Changes to Indexed-Annuity Sales Ahead of DOL Rule

As the implementation date of the new Labor Department fiduciary rule approaches, several brokerage firms are changing how they handle indexed-annuity compensation. Currently, many broker-dealers do not require advisors to clear indexed annuity sales through the brokerage, like they do with mutual funds and variable annuities. Alternately, these sales are reported as “outside business activity,” according to a recent article from InvestmentNews, with advisors collecting commissions either directly from the insurance company or field marketing organization. But now, under the DOL fiduciary rule, brokerage firms will likely bring these sales under their roof to better monitor their brokers and control risk.

“In my opinion, with the DOL rule, especially as it was initially rolled out, you’re going to see a lot more firms bring that under house,” said Judson Forner, vice president of investment marketing at ValMark Securities Inc.

Both Sigma Financial Corp. and Parkland Securities, two broker-dealers, have planned to make such changes for indexed-annuity sales, in addition to those of fixed, single-premium-immediate and deferred-income annuities.

“Representatives will no longer receive commissions directly from the insurance carriers for these policies,” stated an internal company memo sent to InvestmentNews by the director of case planning for Sigma Financial and Parkland Securities, Tony Bacarella. “Rather, the broker-dealers will receive compensation, and then pay the representative through their grid.”

This change was scheduled to be effective April 1, but with the recently announced delay in the fiduciary rule’s implementation, now June 9, it is assumed that they may have been pushed back.

Because indexed-annuity sales are regulated as insurance products, unlike variable annuities, broker-dealers have been able to treat them as outside business activities. However, broker-dealers do have to approve and monitor their advisors’ outside business activities. Still, some first have started treating indexed annuities as securities, requiring sales to be submitted through the broker-dealer in response to warnings from the Financial Industry Regulatory Authority Inc., which regulates brokerage firms. They have suggested that because indexed annuities are complex, they may require heightened supervision.

“There are still a lot of broker-dealers out there who say they’re not responsible for fixed insurance product sales,” stated president and CEO of Moore Market Intelligence, Sheryl Moore. “It causes a lot more headaches for brokerage firms to do otherwise from a due diligence and monitoring standpoint,” she added.

But as the DOL rule is written, it will be difficult for business to continue as usual. The DOL as included indexed annuities in the best-interest contract exemption, a provision of the rule allowing advisors to receive commissions for selling indexed annuities if certain conditions are met.

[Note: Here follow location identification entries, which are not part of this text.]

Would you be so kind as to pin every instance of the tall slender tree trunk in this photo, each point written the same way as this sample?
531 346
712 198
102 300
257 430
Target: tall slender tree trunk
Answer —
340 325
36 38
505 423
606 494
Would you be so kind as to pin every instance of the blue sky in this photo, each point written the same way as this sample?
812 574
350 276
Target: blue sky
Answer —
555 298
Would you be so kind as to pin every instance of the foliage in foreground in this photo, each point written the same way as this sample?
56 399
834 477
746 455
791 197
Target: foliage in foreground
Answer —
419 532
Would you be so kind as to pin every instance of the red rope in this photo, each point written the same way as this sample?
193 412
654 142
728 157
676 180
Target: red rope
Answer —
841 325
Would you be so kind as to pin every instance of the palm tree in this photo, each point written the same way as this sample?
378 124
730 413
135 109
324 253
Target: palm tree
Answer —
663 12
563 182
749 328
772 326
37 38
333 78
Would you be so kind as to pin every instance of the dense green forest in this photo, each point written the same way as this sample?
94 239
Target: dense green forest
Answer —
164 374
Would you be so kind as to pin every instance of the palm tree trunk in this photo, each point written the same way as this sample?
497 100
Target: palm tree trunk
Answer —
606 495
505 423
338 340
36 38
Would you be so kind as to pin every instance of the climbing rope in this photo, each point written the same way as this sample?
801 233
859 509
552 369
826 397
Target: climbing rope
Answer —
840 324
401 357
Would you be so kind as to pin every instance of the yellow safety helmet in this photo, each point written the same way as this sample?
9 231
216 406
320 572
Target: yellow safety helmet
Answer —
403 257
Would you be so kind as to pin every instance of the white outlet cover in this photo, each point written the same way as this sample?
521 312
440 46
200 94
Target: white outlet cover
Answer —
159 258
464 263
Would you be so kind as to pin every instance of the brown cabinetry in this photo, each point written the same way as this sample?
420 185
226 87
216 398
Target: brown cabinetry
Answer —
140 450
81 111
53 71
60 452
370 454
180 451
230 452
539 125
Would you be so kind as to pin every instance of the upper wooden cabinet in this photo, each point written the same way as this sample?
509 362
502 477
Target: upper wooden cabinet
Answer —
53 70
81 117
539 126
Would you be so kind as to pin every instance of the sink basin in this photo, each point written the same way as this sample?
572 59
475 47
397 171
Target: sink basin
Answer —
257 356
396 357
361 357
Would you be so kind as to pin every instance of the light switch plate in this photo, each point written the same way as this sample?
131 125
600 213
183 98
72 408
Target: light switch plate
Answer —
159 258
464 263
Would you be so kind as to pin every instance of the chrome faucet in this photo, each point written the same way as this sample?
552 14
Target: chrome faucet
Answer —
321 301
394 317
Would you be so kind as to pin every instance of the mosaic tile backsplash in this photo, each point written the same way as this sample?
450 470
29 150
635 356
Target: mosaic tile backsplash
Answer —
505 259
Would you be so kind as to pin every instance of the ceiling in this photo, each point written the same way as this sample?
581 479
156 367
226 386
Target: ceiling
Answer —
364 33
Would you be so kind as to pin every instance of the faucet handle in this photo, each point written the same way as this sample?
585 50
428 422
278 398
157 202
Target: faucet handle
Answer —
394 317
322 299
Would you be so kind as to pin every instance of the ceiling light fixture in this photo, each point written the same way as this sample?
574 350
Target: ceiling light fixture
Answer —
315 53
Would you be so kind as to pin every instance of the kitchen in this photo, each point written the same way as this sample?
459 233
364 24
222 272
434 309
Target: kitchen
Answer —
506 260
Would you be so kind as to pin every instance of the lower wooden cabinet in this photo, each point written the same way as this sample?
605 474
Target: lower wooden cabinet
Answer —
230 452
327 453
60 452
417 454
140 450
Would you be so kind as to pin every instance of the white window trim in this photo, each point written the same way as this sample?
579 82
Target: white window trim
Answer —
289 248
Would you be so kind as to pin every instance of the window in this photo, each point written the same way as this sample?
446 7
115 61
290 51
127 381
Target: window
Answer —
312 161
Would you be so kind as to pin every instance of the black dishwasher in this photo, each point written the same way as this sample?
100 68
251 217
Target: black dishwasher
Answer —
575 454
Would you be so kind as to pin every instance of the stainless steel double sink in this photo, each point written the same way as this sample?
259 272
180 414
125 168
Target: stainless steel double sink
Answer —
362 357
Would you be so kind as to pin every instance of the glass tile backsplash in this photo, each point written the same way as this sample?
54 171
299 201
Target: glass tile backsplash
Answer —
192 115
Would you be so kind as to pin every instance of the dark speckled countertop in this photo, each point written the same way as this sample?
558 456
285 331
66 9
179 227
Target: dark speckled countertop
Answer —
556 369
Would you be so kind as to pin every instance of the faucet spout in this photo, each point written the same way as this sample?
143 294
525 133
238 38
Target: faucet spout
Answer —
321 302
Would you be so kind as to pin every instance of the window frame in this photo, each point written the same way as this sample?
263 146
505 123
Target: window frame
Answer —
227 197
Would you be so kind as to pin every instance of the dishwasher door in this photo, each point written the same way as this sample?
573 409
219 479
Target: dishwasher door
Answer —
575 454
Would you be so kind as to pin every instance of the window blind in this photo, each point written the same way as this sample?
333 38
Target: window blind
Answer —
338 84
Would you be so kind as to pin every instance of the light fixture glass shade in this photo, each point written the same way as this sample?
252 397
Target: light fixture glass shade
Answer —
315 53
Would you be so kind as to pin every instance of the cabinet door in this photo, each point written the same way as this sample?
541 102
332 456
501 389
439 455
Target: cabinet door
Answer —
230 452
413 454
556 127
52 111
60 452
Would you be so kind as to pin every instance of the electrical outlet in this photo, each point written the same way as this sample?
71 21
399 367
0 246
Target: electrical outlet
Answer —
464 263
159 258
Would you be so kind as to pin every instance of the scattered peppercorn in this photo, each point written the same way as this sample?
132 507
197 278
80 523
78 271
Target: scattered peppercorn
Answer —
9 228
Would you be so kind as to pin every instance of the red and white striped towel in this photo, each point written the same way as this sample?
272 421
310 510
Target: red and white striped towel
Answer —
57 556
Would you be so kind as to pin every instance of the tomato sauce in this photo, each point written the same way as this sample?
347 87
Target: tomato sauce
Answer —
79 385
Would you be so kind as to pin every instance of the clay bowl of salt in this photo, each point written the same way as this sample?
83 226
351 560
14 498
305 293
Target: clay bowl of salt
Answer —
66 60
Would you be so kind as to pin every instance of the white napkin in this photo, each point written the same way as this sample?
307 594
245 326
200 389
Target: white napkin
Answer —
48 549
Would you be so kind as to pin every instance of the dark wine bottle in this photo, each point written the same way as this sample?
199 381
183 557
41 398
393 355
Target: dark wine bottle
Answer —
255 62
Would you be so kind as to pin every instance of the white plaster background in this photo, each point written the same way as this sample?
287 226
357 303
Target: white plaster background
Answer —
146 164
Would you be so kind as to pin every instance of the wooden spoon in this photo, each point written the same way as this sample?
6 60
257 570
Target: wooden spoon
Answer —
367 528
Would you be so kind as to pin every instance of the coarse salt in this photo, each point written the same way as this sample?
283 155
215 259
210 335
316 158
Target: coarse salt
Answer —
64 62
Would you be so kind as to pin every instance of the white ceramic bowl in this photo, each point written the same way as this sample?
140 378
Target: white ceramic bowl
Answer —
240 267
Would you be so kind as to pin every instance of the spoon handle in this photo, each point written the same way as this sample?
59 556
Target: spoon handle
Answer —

One of these conditions is the execution of a contract between a “financial institution” and the investor, stating that a product is in the customer’s best interest, among other things. Most insurance companies are reluctant to take on the associated risk, including the possibility of class-action lawsuits.

Some industry experts believe that many broker-dealers have been putting their plans to change the process on hold, mainly due to the recent rule delay. While indexed annuity sales will have a fiduciary duty attached beginning in June, the delay gives firms until the start of 2018 to begin selling them under a BICE, which means the current sales method is permissible. Some are hopeful that the rule will be amended between now and January, easing up on the treatment of indexed annuities.

“Given the delay in the DOL rule, lots of people aren’t doing anything. They’re saying maybe we’ll get fixed-indexed annuities removed [from the BICE],” said Joan Boros, counsel at law firm Stradley Ronon Stevens & Young.